Before dusk on the evening of the feast, with her cheeks whipped to red by the wind, Mai blew into the house. She said she had come to take me to Kanjurjab, who would lie with me before the festivities. She seemed very excited about it and explained to me how I should go about pleasing him.
'Don't worry, Yoshiko,' she said, 'you cannot remain a virgin forever and nothing is as bad as we imagine it to be in our fears.'
Although I understood better than most the place of a concubine in a man's life I did not wish to hurt Mai and I said as much to her.
'I am glad it is you,' she said. 'I always knew he would take a wife. It is good we are friends. I will help you as much as I can and you will soon learn all you need to know and become used to it.'
I wished briefly that I had been that innocent girl of Mai's imagination, but only briefly. I knew that my escape would be born out of my experience, and that innocence was the last thing that would be of use to me when the time came to leave. But once again I was disturbed by how affected I was by these simple, too easily deceived people of Kanjurjab's tribe.
Mai said that Kanjurjab was not a hard man to please because his heart was open. He took his pleasure in covering a naked woman and although it was cold, I shouldn't be concerned because we would lie on fur near the fire and I would be well covered by my husband.
'He has a fine big body,' she said with pride, 'so you will not lose too much heat.'
I did not want to lose any, but the anticipation of intercourse with Kanjurjab excited me. I had been celibate for too long and it would surely be the most pleasurable thing available to me in Suiyuan. My healthy appetite for sex, food and adventure had been starved for too long. I remembered my brother, all those years ago in China, tell
ing me I must have been a warrior in a previous life. Things would certainly have been easier for me if I had been born a man, yet, given the choice, I would not relinquish those senses and experiences peculiar to a woman. A man will never know that mysterious sisterhood we have with nature, or the exquisite touch of silk against a heavy breast, or the power that comes with knowing you are beautiful. And then again, who would give up the vanilla-scented skin of a woman, a fragrance so delectable that no distillation of oil or nectar could match it? I envy men their power and their freedom, but not their minds or their bodies.
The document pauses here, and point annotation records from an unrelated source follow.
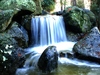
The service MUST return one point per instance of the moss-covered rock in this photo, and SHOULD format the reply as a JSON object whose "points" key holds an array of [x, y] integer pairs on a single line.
{"points": [[78, 19], [88, 48], [18, 4], [6, 18]]}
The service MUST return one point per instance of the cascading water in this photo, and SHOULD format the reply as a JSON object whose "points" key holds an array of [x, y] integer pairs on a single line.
{"points": [[49, 30]]}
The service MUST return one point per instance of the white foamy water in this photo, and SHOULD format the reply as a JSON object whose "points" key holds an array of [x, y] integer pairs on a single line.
{"points": [[46, 31]]}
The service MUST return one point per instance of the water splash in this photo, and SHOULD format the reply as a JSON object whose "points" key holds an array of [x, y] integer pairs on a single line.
{"points": [[46, 31]]}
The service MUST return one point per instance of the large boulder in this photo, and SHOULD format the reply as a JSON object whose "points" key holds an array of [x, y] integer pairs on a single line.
{"points": [[11, 59], [18, 5], [48, 61], [88, 48], [78, 20]]}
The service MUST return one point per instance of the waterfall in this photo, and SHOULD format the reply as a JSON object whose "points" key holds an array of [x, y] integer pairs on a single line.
{"points": [[48, 30]]}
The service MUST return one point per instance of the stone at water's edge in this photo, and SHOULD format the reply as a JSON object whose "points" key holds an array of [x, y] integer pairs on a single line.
{"points": [[78, 20], [48, 61], [89, 47], [6, 18], [18, 5]]}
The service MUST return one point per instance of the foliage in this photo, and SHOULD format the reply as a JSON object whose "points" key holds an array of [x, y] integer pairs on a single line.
{"points": [[95, 8], [80, 3], [48, 5]]}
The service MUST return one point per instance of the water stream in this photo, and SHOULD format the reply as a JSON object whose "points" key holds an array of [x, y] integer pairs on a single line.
{"points": [[50, 30]]}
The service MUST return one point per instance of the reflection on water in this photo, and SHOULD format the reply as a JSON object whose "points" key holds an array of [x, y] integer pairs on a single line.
{"points": [[64, 70]]}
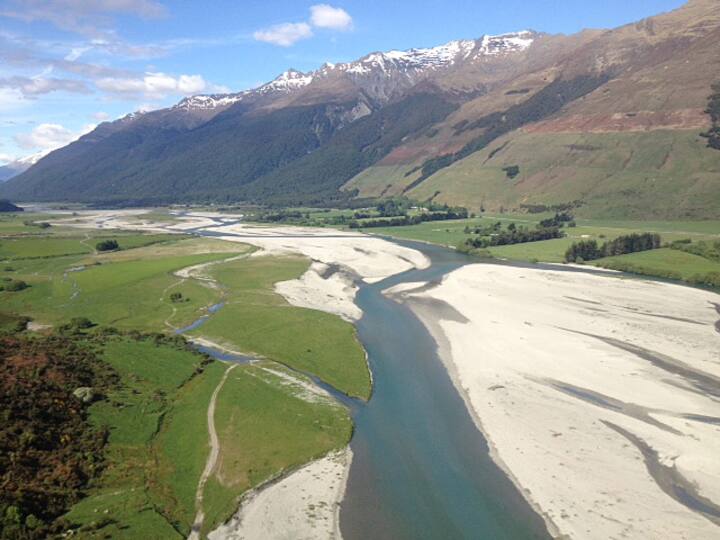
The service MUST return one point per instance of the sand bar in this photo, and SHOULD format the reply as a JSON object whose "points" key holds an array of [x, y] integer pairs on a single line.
{"points": [[599, 395]]}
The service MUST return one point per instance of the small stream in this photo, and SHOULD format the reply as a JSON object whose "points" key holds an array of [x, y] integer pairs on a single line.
{"points": [[421, 468]]}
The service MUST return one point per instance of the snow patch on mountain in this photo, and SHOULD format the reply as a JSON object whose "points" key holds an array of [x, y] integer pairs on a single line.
{"points": [[20, 165], [288, 81], [412, 64]]}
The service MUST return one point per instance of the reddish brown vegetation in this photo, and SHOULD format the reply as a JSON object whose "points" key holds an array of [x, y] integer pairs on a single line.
{"points": [[48, 450]]}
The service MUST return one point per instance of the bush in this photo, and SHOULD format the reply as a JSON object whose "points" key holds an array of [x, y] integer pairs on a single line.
{"points": [[178, 297], [81, 323], [16, 285], [588, 250], [107, 245]]}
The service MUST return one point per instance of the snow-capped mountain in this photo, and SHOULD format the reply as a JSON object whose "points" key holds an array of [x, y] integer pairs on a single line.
{"points": [[20, 165], [379, 74]]}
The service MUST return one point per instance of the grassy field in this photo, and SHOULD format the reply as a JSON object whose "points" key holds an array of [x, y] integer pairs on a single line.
{"points": [[257, 320], [132, 499], [616, 174], [128, 289], [270, 418], [267, 420], [669, 263], [259, 406]]}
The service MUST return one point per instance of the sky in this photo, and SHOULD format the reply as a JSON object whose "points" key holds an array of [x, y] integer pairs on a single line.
{"points": [[67, 65]]}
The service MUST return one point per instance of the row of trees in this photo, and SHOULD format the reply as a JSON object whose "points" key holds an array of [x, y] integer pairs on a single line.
{"points": [[589, 250], [713, 134], [515, 235], [451, 213]]}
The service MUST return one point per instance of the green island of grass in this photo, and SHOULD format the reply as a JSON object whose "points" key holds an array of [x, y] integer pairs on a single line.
{"points": [[270, 417]]}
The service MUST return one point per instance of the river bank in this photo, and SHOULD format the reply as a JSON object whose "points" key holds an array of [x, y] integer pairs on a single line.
{"points": [[599, 395]]}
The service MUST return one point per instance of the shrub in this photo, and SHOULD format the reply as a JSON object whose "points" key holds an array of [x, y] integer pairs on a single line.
{"points": [[107, 245], [16, 285]]}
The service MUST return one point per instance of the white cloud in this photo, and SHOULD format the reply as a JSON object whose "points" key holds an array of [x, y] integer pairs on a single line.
{"points": [[11, 99], [39, 85], [153, 85], [326, 16], [321, 16], [101, 116], [47, 137], [285, 34], [91, 18]]}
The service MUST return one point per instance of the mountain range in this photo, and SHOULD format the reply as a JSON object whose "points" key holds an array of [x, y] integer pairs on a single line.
{"points": [[19, 166], [608, 122]]}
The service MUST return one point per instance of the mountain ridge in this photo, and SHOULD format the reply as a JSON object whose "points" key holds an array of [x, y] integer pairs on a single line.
{"points": [[278, 142]]}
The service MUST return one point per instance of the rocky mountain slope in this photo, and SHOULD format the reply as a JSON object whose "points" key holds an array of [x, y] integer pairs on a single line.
{"points": [[19, 166], [608, 121]]}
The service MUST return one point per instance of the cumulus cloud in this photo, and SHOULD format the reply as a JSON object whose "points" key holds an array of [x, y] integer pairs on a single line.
{"points": [[31, 87], [48, 137], [326, 16], [321, 16], [285, 34], [11, 99], [90, 18], [101, 116], [153, 85]]}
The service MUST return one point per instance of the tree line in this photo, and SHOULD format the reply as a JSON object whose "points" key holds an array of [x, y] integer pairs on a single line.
{"points": [[451, 213], [589, 250], [515, 235]]}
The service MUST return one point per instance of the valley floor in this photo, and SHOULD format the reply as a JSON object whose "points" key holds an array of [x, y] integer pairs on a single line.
{"points": [[599, 395]]}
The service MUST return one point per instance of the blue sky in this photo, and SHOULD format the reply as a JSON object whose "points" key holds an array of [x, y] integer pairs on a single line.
{"points": [[66, 65]]}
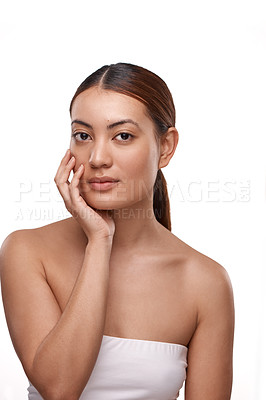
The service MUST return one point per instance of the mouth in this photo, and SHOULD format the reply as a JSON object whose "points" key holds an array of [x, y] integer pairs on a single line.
{"points": [[105, 185]]}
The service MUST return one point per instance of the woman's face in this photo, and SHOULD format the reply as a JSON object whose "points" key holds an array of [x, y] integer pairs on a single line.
{"points": [[113, 136]]}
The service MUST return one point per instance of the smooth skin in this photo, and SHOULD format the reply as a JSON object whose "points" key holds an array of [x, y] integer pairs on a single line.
{"points": [[118, 273]]}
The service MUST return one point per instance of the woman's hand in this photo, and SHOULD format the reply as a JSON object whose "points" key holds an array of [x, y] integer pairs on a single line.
{"points": [[96, 224]]}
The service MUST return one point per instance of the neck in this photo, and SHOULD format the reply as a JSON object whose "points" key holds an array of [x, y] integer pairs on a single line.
{"points": [[135, 227]]}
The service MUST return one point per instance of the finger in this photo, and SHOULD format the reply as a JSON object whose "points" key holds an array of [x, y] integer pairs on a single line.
{"points": [[64, 160], [73, 187], [64, 170], [61, 178]]}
Mai advised me not to talk too much while lovemaking, in case Kanjurjab thought he was not pleasing me. 'In any case,' she confided, 'no man likes a chattering wife.'
She gave me a scarf made from thick wool to keep my head warm when it was time to go from ger to ger. I thanked her and said, 'It is a day for presents, Mai, and this is a very practical one.'
'Well, your ears could freeze without it,' she said, 'and it will hide your short hair.' She took my hand and led me, bending in the wind, to my husband's ger.
Kanjurjab was sitting on a saddle at the back of the ger in a space usually reserved for honoured guests. Mai left quietly as he beckoned me to sit beside him on a deep fur rug. I couldn't help noticing that this positioned me below him so that I had to look up to speak to him. It has been my experience in life that men, whatever they may say, prefer a woman in this position, and can be encouraged to pity or generosity better while we look up to them. Lucky for us, I suppose, that such simple ploys often reap generous rewards.
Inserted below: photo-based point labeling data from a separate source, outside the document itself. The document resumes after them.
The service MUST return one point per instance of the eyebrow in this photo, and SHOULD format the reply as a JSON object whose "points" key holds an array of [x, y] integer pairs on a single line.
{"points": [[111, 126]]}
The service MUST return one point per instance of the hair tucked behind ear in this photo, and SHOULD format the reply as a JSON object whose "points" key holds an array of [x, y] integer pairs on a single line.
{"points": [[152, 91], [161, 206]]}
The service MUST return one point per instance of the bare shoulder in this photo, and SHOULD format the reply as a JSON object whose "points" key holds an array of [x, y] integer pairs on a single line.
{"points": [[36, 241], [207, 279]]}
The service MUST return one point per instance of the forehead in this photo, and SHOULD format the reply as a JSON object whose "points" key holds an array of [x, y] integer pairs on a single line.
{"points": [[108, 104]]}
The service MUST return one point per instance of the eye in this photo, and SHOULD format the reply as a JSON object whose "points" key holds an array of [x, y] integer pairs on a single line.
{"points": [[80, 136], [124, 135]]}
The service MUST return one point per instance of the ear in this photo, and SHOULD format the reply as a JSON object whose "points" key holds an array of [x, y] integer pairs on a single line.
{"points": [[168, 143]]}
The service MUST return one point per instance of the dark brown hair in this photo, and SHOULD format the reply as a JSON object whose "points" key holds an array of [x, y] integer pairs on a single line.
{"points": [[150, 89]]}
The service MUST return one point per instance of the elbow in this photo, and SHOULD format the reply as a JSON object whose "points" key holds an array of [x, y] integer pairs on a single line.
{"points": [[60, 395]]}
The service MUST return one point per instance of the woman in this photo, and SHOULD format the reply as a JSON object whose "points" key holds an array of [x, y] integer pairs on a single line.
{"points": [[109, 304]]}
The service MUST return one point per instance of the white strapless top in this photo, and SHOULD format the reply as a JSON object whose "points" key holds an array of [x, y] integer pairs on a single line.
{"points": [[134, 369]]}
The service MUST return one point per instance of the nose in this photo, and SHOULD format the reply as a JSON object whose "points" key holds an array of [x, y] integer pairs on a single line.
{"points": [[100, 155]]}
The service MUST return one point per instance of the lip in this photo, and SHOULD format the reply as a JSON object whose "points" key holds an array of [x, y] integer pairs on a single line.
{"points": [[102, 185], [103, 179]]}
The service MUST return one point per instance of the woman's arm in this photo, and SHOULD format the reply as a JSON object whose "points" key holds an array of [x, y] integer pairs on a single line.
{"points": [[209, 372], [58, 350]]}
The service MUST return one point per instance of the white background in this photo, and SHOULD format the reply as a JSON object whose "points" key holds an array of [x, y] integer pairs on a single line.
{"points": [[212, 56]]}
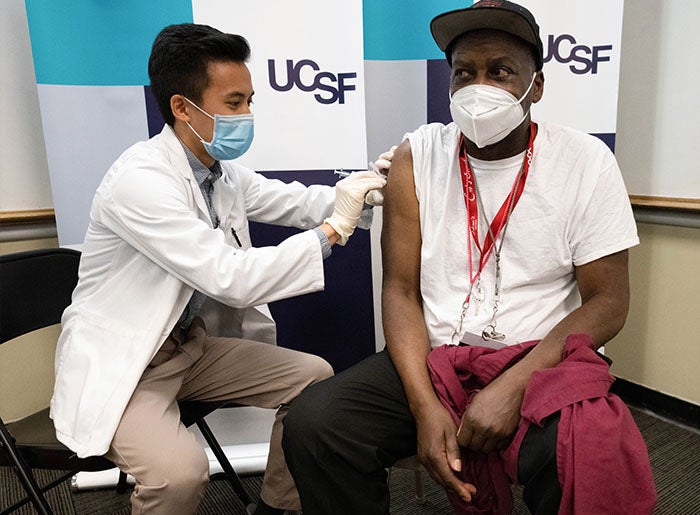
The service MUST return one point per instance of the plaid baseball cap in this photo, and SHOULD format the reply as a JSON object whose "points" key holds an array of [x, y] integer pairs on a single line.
{"points": [[488, 14]]}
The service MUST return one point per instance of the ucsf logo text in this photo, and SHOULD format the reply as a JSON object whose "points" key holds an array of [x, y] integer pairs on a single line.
{"points": [[585, 59], [307, 76]]}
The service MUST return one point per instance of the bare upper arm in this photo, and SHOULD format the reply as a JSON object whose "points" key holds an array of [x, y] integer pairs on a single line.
{"points": [[401, 235], [607, 281]]}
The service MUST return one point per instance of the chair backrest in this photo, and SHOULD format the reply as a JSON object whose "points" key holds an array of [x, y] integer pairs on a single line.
{"points": [[35, 288]]}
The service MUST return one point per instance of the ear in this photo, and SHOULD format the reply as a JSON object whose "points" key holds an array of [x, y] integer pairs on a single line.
{"points": [[178, 105], [538, 87]]}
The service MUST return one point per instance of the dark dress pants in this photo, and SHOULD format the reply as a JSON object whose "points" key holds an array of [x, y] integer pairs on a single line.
{"points": [[341, 434]]}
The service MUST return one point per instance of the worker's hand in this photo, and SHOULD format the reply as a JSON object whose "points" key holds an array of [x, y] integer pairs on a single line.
{"points": [[491, 419], [349, 199], [382, 164], [439, 453]]}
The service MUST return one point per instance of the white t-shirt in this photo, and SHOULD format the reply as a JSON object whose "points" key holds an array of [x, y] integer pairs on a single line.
{"points": [[574, 209]]}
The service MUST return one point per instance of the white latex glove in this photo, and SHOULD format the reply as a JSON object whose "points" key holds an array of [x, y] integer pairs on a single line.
{"points": [[382, 164], [349, 200]]}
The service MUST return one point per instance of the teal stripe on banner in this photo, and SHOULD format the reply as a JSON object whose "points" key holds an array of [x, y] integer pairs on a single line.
{"points": [[98, 42], [397, 30]]}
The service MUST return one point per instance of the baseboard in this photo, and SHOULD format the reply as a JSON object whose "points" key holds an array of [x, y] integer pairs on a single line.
{"points": [[678, 410]]}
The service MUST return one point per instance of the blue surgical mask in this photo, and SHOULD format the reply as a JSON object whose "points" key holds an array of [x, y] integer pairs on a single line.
{"points": [[233, 134]]}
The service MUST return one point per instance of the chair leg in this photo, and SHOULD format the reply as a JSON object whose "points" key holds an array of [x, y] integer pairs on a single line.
{"points": [[121, 484], [24, 474], [224, 462], [420, 491]]}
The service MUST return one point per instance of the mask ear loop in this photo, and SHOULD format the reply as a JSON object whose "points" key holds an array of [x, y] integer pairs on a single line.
{"points": [[204, 112]]}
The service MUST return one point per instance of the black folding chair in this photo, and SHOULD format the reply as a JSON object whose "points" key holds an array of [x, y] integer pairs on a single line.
{"points": [[193, 412], [35, 288]]}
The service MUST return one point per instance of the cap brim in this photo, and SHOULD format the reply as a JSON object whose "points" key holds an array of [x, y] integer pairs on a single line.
{"points": [[446, 27]]}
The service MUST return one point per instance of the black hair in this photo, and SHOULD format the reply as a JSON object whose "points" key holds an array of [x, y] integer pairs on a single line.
{"points": [[179, 59]]}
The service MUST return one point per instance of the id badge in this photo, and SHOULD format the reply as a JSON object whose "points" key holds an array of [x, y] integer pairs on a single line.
{"points": [[476, 340]]}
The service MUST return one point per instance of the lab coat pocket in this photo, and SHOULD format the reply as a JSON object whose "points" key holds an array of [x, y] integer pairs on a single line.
{"points": [[95, 371]]}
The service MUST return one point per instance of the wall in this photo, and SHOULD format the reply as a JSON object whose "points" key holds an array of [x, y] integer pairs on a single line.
{"points": [[658, 347], [657, 110]]}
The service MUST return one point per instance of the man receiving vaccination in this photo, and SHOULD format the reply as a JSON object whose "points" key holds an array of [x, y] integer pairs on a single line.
{"points": [[506, 240]]}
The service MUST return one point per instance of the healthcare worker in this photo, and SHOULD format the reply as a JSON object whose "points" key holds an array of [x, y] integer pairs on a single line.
{"points": [[171, 300]]}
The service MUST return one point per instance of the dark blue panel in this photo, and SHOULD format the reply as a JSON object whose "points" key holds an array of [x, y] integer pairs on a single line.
{"points": [[608, 139], [439, 91], [153, 116], [337, 323]]}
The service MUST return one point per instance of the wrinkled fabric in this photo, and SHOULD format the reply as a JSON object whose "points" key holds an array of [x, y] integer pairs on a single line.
{"points": [[602, 461]]}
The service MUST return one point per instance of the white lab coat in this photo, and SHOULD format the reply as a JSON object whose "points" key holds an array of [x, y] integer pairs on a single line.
{"points": [[148, 245]]}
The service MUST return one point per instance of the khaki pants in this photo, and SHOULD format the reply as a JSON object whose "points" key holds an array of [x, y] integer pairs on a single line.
{"points": [[151, 444]]}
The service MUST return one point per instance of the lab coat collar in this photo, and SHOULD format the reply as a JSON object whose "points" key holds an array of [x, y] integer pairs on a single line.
{"points": [[181, 166]]}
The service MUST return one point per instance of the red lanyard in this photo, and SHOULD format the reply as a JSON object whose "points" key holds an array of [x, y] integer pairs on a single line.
{"points": [[501, 219]]}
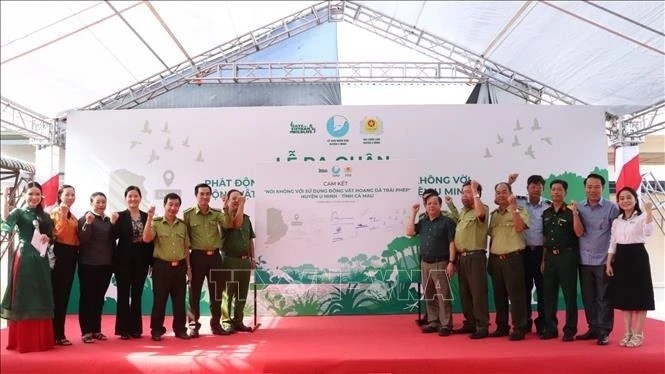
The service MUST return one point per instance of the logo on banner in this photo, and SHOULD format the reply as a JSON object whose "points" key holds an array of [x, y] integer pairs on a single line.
{"points": [[302, 128], [338, 126], [371, 127]]}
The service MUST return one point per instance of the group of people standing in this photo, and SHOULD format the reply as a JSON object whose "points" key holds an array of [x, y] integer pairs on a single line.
{"points": [[541, 243], [216, 244]]}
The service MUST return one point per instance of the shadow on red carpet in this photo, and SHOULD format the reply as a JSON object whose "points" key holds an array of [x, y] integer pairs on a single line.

Mai was right: Kanjurjab was a large man both in height and weight. He was a good four inches taller than most Mongolian men, who only looked big when on their small horses. He had huge hands with dirty nails and a surprisingly benevolent face. Although we were of a similar age, he looked younger and reminded me a little of Hideo when he was pretending to be not the least bit interested in me. His expression was nervous and irritated at the same time, like a fish when netted but still in the water.